Frustrated, Uganda has now dragged Kenya to the East African Court of Justice (EACJ) over the issue.
Kenya might not hit the panic button on Uganda, Rwanda, and other East African Community (EAC) countries, but it’s a different ball game when it comes to Tanzania.
One of the reasons is that there is a lot of adversarial history between the two countries, starting from the late 1960s ideological rivalries. Tanzania slated Kenya as a rapacious, corrupt, man-eat-man society. Kenya hit back, knocking socialist Tanzania as a man-eat-nothing miserable economy.
There have always been political points to be won in Tanzania for being tough on Kenya. It has often led to some over-the-top actions. In 2017, the mercurial President John Magufuli’s government had 6,400 live chicks imported from Kenya burnt in a big bonfire.
President Samia Suluhu Hassan, who succeeded Magufuli following his death in March 2021, a year later acknowledged that the order to burn the Kenyan chicks imported was wrong.
However, at that time Suluhu was still a rookie president, still charming her way around in velvet gloves. Now more sure-footed, President Suluhu has cast away the gloves and worn the traditional brass knuckles with which her predecessors used to deal with Kenya.
Also, underlying recent Nairobi-Dodoma spats is an unspoken but serious race for regional hegemony. Right now Kenya is far out the leading East African economy, and regional financial hub. But it won’t be for much longer. In April 2023, the International Monetary Fund (IMF) projected that the Tanzanian economy would be larger than Kenya’s within the next decade (i.e. 2033). The Tanzanian press crowed about the report, and international media also played the story up. That bit of the report was largely ignored in the Kenyan media.

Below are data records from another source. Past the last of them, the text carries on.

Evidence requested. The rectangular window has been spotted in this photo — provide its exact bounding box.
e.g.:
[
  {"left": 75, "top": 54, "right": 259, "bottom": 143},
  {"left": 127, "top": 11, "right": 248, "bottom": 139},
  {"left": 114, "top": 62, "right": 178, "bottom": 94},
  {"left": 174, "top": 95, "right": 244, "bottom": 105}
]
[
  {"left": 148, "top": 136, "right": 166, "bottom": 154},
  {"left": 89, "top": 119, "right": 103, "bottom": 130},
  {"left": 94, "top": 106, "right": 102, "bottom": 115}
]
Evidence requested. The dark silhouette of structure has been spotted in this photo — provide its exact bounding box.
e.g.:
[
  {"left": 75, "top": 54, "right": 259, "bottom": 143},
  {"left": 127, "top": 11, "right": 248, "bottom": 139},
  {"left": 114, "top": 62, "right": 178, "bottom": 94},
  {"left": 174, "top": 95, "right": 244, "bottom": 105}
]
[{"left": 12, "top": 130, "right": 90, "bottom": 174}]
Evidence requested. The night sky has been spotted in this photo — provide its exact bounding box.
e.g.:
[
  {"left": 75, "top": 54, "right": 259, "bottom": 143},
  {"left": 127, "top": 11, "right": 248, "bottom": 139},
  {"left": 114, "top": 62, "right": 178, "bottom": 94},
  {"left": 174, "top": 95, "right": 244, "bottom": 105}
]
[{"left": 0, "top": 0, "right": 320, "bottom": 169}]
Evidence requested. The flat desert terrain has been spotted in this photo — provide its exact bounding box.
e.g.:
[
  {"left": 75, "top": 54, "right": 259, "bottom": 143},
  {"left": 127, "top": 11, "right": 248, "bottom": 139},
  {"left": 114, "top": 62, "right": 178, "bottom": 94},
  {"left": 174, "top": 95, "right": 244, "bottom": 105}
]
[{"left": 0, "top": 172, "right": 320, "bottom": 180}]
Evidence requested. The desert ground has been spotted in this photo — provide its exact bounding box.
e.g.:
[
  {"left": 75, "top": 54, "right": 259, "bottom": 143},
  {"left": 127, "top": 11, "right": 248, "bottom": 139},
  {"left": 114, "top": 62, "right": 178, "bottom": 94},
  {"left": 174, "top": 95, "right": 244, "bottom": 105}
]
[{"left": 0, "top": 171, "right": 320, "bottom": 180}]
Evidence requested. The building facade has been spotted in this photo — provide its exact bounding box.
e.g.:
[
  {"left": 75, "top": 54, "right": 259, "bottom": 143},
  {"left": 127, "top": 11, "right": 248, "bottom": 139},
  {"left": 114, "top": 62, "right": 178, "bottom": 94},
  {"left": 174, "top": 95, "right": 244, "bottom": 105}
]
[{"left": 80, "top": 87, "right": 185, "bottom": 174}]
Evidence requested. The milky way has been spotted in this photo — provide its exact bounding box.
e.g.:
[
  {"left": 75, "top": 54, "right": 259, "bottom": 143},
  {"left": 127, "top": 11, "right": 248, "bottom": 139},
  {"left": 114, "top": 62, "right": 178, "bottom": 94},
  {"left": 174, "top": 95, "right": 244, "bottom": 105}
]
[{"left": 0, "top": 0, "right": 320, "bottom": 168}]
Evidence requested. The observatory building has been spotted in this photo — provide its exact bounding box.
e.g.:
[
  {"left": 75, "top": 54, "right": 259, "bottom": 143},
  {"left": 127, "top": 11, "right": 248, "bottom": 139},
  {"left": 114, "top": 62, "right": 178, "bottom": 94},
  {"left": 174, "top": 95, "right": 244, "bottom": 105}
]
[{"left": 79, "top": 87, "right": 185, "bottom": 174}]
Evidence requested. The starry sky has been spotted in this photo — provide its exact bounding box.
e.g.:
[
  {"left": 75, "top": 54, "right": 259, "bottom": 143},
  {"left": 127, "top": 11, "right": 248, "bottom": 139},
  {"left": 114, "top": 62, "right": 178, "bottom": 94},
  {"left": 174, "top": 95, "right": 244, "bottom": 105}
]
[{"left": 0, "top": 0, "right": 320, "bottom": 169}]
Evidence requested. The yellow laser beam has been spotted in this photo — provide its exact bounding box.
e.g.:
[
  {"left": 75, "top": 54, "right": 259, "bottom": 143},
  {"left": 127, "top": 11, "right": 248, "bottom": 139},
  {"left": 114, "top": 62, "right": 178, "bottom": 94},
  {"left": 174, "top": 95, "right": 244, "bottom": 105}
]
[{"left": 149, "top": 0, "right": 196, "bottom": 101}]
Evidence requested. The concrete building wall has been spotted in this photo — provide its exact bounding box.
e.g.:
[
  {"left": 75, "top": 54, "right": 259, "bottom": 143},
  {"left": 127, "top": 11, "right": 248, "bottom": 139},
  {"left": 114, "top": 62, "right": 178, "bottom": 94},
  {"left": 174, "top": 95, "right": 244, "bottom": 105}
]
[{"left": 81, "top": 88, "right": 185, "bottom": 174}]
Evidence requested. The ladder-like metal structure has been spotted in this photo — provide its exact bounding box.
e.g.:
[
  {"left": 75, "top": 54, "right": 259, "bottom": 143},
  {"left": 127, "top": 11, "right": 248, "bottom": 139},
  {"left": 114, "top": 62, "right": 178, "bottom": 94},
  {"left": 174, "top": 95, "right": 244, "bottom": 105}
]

Kenya and Tanzania also position themselves differently geopolitically. Kenya plays regional power on two fronts – in the EAC, and in the Horn of Africa, institutionally in the Intergovernmental Authority on Development (IGAD). However, in the Horn of Africa, it has been stymied by Ethiopia, a larger economy and more muscular military power and, until its blow-up last year, Sudan.
Tanzania, on the other hand, plays on three fronts; in the EAC, in the Southern African Development Community (SADC) – with 16 members a bigger bloc than the EAC – and in Central Africa. Dodoma sees itself as a more sophisticated geopolitical actor than Nairobi.
Having deployed as part of SADC in Mozambique’s troubled Cabo Delgado province to combat Islamist rebels who had taken over the oil and mineral-rich region, it can claim some of the credit for pacifying the area and beating the rebels, although the Rwanda military intervention was the decisive factor in that fight.
The Tanzania military was the tip of the spear in the United Nations’ Force Intervention Brigade (FIB) in the eastern Democratic Republic of Congo in 2013, the most effective international deployment ever in the troubled region.
With South Africa half-failing, Zimbabwe in the dust, and previous giants like Angola in decline, these circumstances have combined to elevate Tanzania to incoming SADC big boy.
With its infrastructure boom in top flight and projecting into Central Africa, and an economy projected to post decent growth in 2024, Tanzania is beginning to feel like a regional prince – and acting like one.